The railgun uses 6 300J, 350V, 5500uF capacitors which combined weigh 20lbs and can deliver >1050V and 1.8kJ of energy to the projectile.
Capacitors are first wired in parallel with flexible busbars inside of a 3d-printed housing
Busbars were custom made and are flexible 4AWG equivalent.
All 3 pairs of 2 capacitors.
Caps are held together in a 3d printed frame
The frame includes the emergency discharge SCR, power resistor and button to discharge any leftover energy in the caps after a shot.
The capacitor bank all wired up.
Compared to the rest of the railgun.
The railgun's electronics are based around an Arduino Uno R3 which monitors the capacitor voltage, amperage, temperature and battery voltage to ensure even charging and operation./
The 12V LiPo battery is first stepped up to 120V using a micro-inverter, then stepped up to 1550V through a transformer before being rectified. The high voltage rectifier gets quite hot so a heatsink was mounted on the outside.

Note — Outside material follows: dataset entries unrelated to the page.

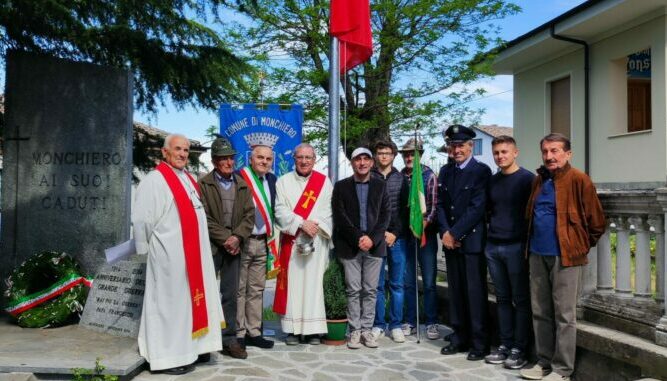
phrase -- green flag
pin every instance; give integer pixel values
(417, 199)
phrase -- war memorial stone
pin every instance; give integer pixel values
(67, 160)
(115, 301)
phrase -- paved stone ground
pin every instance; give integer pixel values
(391, 361)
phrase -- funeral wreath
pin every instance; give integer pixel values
(46, 290)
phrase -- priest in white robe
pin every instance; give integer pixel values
(303, 212)
(182, 315)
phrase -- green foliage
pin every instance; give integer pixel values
(335, 297)
(422, 48)
(163, 43)
(34, 277)
(81, 374)
(613, 240)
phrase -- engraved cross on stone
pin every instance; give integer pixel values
(309, 197)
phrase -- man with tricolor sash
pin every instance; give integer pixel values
(303, 216)
(260, 250)
(231, 215)
(182, 315)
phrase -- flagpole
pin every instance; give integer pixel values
(334, 110)
(417, 242)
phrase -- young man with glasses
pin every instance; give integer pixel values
(398, 190)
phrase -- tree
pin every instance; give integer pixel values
(421, 48)
(168, 52)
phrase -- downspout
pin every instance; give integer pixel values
(586, 93)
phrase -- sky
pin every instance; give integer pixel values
(497, 101)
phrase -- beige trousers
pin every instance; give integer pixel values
(252, 277)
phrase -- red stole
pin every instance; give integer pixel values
(191, 248)
(303, 208)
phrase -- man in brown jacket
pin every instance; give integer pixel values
(230, 214)
(565, 219)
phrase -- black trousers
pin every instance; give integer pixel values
(468, 299)
(230, 267)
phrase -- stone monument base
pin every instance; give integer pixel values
(56, 351)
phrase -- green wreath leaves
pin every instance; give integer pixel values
(46, 290)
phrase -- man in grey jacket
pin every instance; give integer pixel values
(230, 215)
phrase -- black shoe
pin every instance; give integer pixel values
(498, 356)
(516, 359)
(205, 357)
(452, 349)
(258, 341)
(177, 370)
(291, 339)
(234, 349)
(475, 355)
(313, 339)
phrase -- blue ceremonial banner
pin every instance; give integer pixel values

Here, the 900psi injector system can be seen along with the high voltage transformer (the grey box under the green tube).
Attaching the handle which contains the pressure regulators. The pnumatic system in the handle steps the CO2 down from a paintball tank into a compressed gas tank located in the center of the body.

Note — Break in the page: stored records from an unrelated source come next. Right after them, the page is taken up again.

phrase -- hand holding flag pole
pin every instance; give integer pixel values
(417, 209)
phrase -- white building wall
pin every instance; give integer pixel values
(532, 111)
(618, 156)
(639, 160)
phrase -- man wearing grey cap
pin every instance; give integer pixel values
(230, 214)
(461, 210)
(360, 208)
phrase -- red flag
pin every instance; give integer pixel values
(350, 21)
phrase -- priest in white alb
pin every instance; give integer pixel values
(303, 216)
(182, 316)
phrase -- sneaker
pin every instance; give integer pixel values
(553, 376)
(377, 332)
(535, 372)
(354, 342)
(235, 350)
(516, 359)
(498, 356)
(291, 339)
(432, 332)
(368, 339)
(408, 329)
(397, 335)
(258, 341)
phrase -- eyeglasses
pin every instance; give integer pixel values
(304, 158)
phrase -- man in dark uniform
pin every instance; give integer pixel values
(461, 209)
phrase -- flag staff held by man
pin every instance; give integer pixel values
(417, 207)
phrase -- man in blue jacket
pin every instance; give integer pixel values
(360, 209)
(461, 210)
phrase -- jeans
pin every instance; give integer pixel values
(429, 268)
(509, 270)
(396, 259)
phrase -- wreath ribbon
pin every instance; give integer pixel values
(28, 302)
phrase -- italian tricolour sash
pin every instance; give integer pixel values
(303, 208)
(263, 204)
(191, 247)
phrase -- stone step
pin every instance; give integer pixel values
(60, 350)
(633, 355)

The railgun is capable of firing copper plated tungsten, aluminum, carbon and teflon/plasma. Here we have copper plated tungsten armatures.
The injector system accelerates the armatures from rest in the breach loader to 100 m/s before contacting the rails.
After the first test, the pressure broke a steel bolt in the injector and a piece of weak 3d-printed PLA which held the bolt in place. A new polycarbonate injector piece and nylon bolt plate were printed and the problem never happened again.
The finished rails. The rails consist of a set of outer and inner rails. The outer rails are non-replacable and made of aluminum. They never contact the armature so they never experience rail erosion. The inner rails are copper and are designed to be periodically replaced. They are held in place by the polycarbonate muzzle break and the polypropylene injector and are free to slide in and out once the muzzle break is removed.
The rails are modular and can be removed and replaced easily even after the railgun is assembled.
After the second shot. The outer rails were later modified to prevent further damage after I realized the extent of the problem.
Here the muzzle break is removed to see the full profile of the inner and outer rails as well as the teflon insulators.
CAD design of the railgun. Everything in grey was 3d-printed.